Two of my sons accompanied me to the family gathering in Oklahoma last month to honor my uncle and commemorate his passing. One son has returned to attend university in the state, while the other’s abode is out in the wild west, one of the locations where our children were scattered in our seven years of moving between 1994 and 2000.

With children flung to the four corners, I hadn’t been to the ancestral homeland for about twenty years. Having them accompany me was deeply moving, and I’m grateful they made the trip.

One reason I’m working on a series of novels set in Oklahoma is because I want my children to know all the family stories. From the vantage of having moved to faraway locations, I can see the beauty of our sweeping prairie saga. Woven into my novel No Longer Alone is the tale of the WWI-era courtship of their schoolmarm, Sunday-School-teaching Cherokee great-grandmother by a shy, unchurched Scots-Irish rancher.

Fiction is glorious. I can pack stories that span the generations into the timeframe I desire while conveying the truth of the matter and the evidence of God’s work throughout the family saga. They can then enjoy their heritage from the vantage of years removed, observing hearts broken, tragedies endured, and lessons learned. I look forward to bringing these stories to life for them.

I will cherish the memories I made with these two boys of mine, grown to tall manhood. We navigated dusty red roads to drive by the land on the Cherokee Strip claimed by their great-great-great grandfather Abraham Slaughter (ironically, part Cherokee himself).


We examined the homes their great-great grandparents and their great-grandparents had lived in. The sanctuary of the church were I spent my early years was viewed, stories told by all the family as we met there to honor my uncle. We discussed the change of our nation from rural to urban as we drove through the decay of my once vibrant hometown and the absence of old landmarks, swept away by large-scale farming.

I watched them interact with dear friends of their great-grandparents and grandparents, people my sons hadn’t seen since they were small children. It warmed my heart to see their kindness to longtime family friends, especially this group of women who told the guys that they hadn’t known male models were coming. This made me smile.


Everything I’ve written in the last month has been about this odyssey. My roots inspire me. I’ll soon be preparing the first novel of my Oklahoma historical series. There are more stories to be told.

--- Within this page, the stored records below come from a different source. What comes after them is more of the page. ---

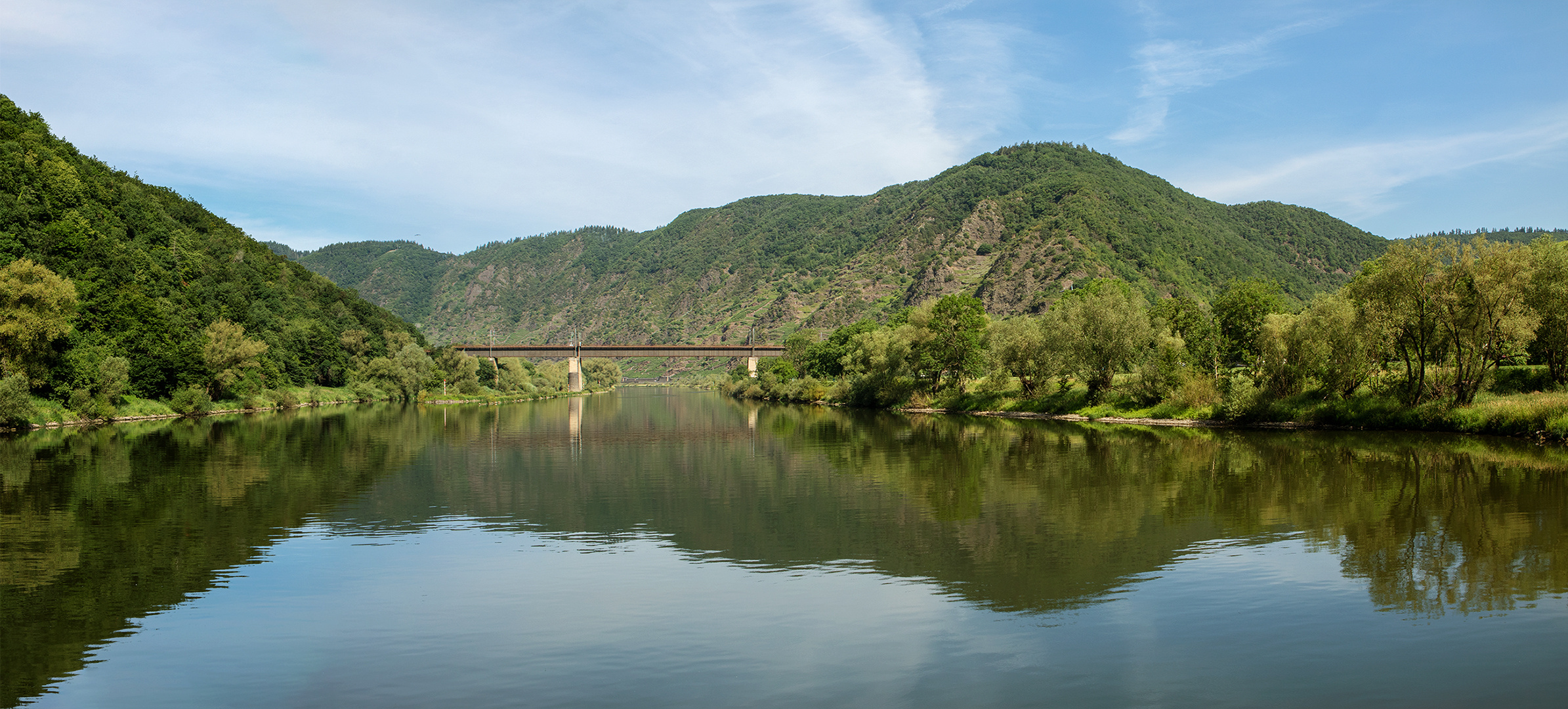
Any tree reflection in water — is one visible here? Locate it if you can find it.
[0,389,1568,706]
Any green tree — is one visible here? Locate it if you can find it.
[0,259,77,384]
[843,325,930,406]
[1149,295,1221,374]
[1436,237,1541,404]
[1210,278,1279,367]
[911,295,989,392]
[434,347,480,394]
[1052,279,1154,402]
[1344,238,1443,404]
[1529,237,1568,384]
[989,317,1069,397]
[201,320,268,392]
[1300,293,1383,397]
[392,343,436,402]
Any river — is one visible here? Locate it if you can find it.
[0,387,1568,708]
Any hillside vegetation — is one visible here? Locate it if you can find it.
[279,142,1386,343]
[0,96,422,420]
[717,234,1568,439]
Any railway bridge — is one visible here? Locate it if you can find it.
[452,345,784,392]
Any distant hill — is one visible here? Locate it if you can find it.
[279,142,1386,342]
[0,96,419,398]
[1410,226,1568,243]
[268,242,452,323]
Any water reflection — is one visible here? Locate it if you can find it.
[0,387,1568,706]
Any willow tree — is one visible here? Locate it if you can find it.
[201,318,266,392]
[1436,237,1541,403]
[1052,279,1154,402]
[0,259,77,386]
[1346,240,1444,404]
[1531,237,1568,384]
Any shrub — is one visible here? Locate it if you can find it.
[348,381,381,402]
[169,386,212,416]
[0,372,37,428]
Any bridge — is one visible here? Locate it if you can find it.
[452,345,784,392]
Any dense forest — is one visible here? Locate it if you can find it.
[723,232,1568,438]
[0,96,423,410]
[278,142,1388,351]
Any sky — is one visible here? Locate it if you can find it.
[0,0,1568,253]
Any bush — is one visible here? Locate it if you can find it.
[0,372,37,428]
[169,386,212,416]
[1490,364,1556,394]
[348,381,381,402]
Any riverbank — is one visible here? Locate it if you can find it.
[720,381,1568,442]
[0,387,610,433]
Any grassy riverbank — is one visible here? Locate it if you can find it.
[16,386,608,428]
[717,367,1568,440]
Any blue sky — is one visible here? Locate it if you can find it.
[0,0,1568,251]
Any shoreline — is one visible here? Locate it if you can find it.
[889,408,1355,433]
[0,387,614,433]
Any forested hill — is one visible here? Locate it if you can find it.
[279,142,1386,342]
[0,96,422,398]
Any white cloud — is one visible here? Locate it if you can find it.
[1110,14,1333,142]
[1182,114,1568,218]
[9,0,1041,248]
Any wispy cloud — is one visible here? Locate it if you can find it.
[1110,8,1334,142]
[1182,114,1568,218]
[0,0,1028,249]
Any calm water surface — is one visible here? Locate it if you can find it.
[0,387,1568,708]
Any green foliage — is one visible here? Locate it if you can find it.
[919,295,989,394]
[431,347,480,395]
[0,97,417,400]
[989,317,1068,398]
[0,259,77,383]
[0,372,36,427]
[1212,278,1279,367]
[1529,234,1568,384]
[282,142,1386,348]
[169,384,212,416]
[1053,279,1154,402]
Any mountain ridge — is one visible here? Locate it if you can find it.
[276,142,1388,342]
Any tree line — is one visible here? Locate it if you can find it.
[0,96,613,423]
[725,235,1568,416]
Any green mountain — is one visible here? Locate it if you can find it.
[282,142,1386,342]
[0,96,419,398]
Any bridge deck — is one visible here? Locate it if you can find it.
[452,345,784,358]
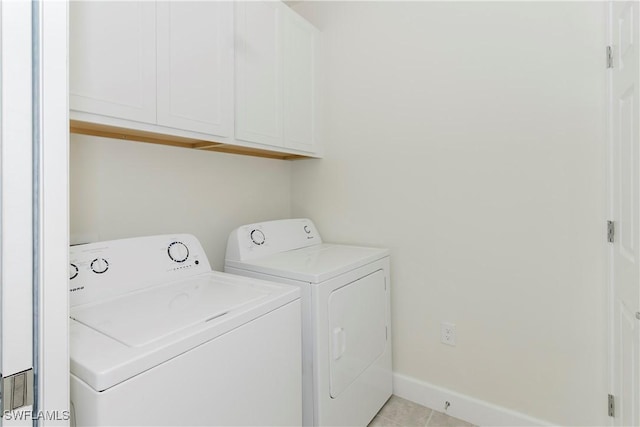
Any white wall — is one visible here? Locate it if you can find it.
[292,2,607,425]
[70,135,290,271]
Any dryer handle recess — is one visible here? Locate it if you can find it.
[332,326,347,360]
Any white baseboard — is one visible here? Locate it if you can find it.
[393,374,554,426]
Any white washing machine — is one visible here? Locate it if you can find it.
[225,219,392,426]
[69,234,302,426]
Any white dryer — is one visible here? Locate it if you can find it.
[69,234,302,426]
[225,219,392,426]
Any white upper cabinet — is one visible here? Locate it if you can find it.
[283,9,318,151]
[157,1,234,137]
[69,1,156,123]
[69,0,320,159]
[235,2,318,152]
[235,1,286,146]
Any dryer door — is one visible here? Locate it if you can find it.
[328,270,387,398]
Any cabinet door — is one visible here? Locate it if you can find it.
[157,1,234,137]
[235,1,286,146]
[283,10,318,152]
[69,1,156,123]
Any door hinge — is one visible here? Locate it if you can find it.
[0,368,33,412]
[607,221,616,243]
[608,394,616,417]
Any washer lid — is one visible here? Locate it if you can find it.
[225,243,389,283]
[71,277,269,347]
[69,271,300,391]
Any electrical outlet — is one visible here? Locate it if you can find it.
[440,322,456,346]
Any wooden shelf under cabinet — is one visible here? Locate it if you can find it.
[69,120,310,160]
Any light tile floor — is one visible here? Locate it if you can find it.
[369,396,473,427]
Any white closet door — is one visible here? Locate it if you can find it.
[69,1,156,123]
[283,9,318,152]
[609,1,640,426]
[0,1,70,426]
[235,1,286,146]
[158,1,234,137]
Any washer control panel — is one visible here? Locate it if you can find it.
[69,234,211,307]
[226,218,322,261]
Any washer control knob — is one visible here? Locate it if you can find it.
[251,230,266,246]
[69,264,78,280]
[167,242,189,262]
[91,258,109,274]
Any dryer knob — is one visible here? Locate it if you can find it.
[91,258,109,274]
[251,230,266,246]
[69,264,78,280]
[167,242,189,262]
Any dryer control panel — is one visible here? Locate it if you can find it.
[69,234,211,307]
[226,218,322,261]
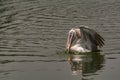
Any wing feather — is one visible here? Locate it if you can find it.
[80,27,105,49]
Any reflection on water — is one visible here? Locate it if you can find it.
[68,53,104,78]
[0,0,120,80]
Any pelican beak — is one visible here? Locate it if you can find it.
[66,32,75,52]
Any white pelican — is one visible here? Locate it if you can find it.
[66,26,104,52]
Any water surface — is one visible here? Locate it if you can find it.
[0,0,120,80]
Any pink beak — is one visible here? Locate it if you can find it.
[66,33,73,52]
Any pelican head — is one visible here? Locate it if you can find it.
[66,28,77,52]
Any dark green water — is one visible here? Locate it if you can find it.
[0,0,120,80]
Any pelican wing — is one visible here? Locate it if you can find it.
[80,27,104,50]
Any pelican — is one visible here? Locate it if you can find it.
[66,26,104,52]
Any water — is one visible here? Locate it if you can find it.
[0,0,120,80]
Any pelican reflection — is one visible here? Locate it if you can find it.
[68,53,104,76]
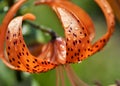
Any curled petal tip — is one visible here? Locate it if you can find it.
[23,13,36,20]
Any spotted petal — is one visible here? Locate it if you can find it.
[6,14,55,73]
[0,0,26,69]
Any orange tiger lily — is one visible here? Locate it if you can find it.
[0,0,26,69]
[36,0,115,63]
[0,0,115,86]
[0,0,115,73]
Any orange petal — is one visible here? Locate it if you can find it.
[0,0,26,69]
[6,14,55,73]
[36,0,95,63]
[35,0,95,41]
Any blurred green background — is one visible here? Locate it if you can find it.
[0,0,120,86]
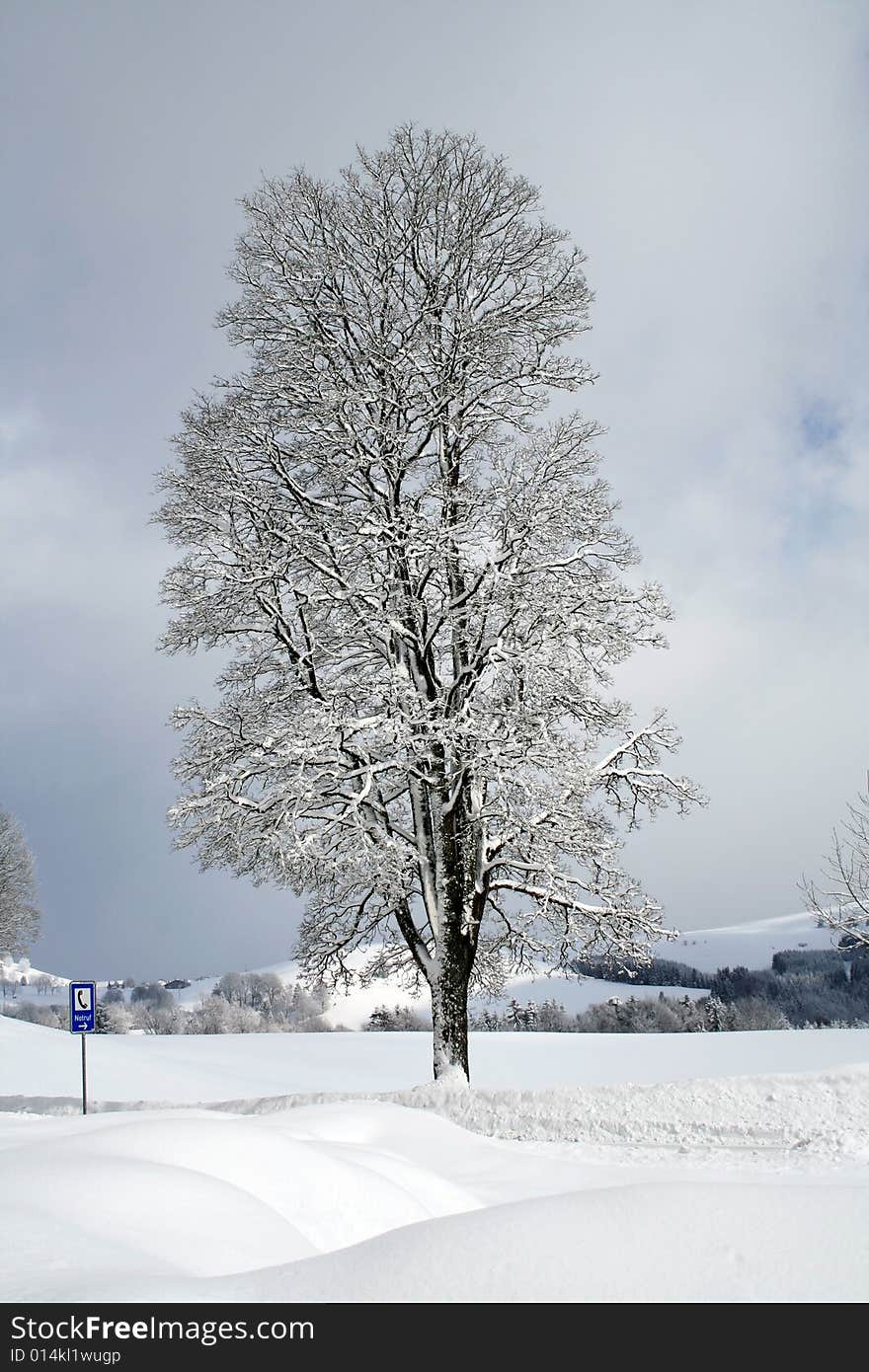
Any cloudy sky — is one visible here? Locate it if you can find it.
[0,0,869,975]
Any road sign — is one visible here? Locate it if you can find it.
[70,981,96,1033]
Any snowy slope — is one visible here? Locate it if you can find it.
[0,1017,869,1105]
[655,912,836,971]
[0,1018,869,1302]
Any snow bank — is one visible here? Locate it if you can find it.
[0,1104,869,1304]
[148,1182,869,1304]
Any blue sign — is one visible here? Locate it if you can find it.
[70,981,96,1033]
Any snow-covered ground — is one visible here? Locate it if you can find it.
[655,911,837,971]
[0,1020,869,1302]
[0,915,869,1302]
[0,912,834,1029]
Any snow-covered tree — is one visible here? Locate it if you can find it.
[800,777,869,948]
[0,809,40,953]
[158,127,699,1076]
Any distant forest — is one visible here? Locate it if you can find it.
[368,944,869,1033]
[0,944,869,1034]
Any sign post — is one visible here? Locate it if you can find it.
[70,981,96,1114]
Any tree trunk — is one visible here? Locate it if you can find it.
[432,951,469,1080]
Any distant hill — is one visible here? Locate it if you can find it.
[655,911,836,971]
[0,912,834,1029]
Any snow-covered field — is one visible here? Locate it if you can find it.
[0,1018,869,1302]
[0,912,833,1029]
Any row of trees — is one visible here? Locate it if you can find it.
[0,808,40,956]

My children inspire me. Everything I write is for them. God has used them to turn me to himself and to cause me to grow and to yield. Being their mother and learning the lessons God has brought have made me into the woman I was meant to be, the one God always intended. They bless me greatly.

In this thanksgiving month I’m cherishing these memories and thanking God for taking me away and for bringing me back. thus giving me a clear-eyed storytelling perspective, for allowing two of my sons to accompany me, and for giving me these children, this family, and stories to share. May I do so wisely.